Translation of "çıkıp" in English

0.008 sec.

Examples of using "çıkıp" in a sentence and their english translations:

Dışarı çıkıp oynayalım.

Let's go out and play.

San Diego'daki büromdan çıkıp

I was leaving my office in San Diego

Yolumuza çıkıp çıkmayacağını bilemeyiz.

or whether some other factor is getting in the way.

Yukarı çıkıp nefes alabilesin.

so that you can actually go up and take a breath.

Yüzeye olabildiğince hızlı çıkıp...

Rush to the surface as fast as you can.

Birinin çıkıp gelmesinden korkuyorum.

I'm afraid something's come up.

Dışarı çıkıp yemek yiyelim.

Let's go out and eat.

Dışarı çıkıp biraz eğlenmelisiniz.

You should go out and have some fun.

Garajdan çıkıp kamyona yürüdüm.

I came out of the garage and walked to the truck.

Tom aceleyle çıkıp gitti.

Tom went off in a hurry.

Tom sonunda çıkıp gelecek.

Tom will eventually turn up.

- Tom, Mary ile çıkıp yürüdü.
- Tom, Mary ile birlikte çıkıp dolaştı.

Tom walked out with Mary.

Ve dışarı çıkıp insanlarla buluş."

and go outside and meet people."

-fırlama, salondan çıkıp gitmek anlamında-

- bounce means to vacate the premises -

Gölgelerden çıkıp aydınlığa dönmeleri için.

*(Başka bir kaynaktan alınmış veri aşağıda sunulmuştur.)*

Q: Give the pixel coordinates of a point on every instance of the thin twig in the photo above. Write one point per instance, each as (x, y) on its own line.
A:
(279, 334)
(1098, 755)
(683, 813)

To come back from the shadows and into the light.

Hemen çıkıp yardım çağırmanız gerekir.

You're going to need to get out, and get help immediately.

Bir kaç defa sahneye çıkıp

come on stage a few times

Dışarı çıkıp oyun oynayabilir miyim?

Can I go out and play?

Dışarı çıkıp mavi göklere bak.

Go out and look at the blue skies.

Niçin dışarı çıkıp sarhoş olmuyoruz?

Why don't we go out and get drunk?

Neden dışarı çıkıp arkadaşlarınızla oynamıyorsunuz?

Why don't you go out and play with your friends?

Tom kendi başına çıkıp gitti.

Tom went off by himself.

Ona dışarı çıkıp çıkmayacağını sordum.

I asked her if she was going out.

Fadıl yukarı çıkıp duş aldı.

Fadil went upstairs and took a shower.

Tom dışarı çıkıp oynamayı diledi.

Tom wished he could go outside and play.

Tom dışarıya çıkıp oynamak istedi.

Tom wanted to go outside and play.

Dışarı çıkıp oyun oynamak istedim.

I wanted to go outside and play.

Dışarı çıkıp bunu görmen gerek.

You need to come out and see this.

Bahsedeceğim son alışkanlık, saldırganların dışarı çıkıp

The last habit that I'm going to talk about

Tamam, buradan çıkıp aramaya devam edelim.

Okay, let's get out of here and keep searching.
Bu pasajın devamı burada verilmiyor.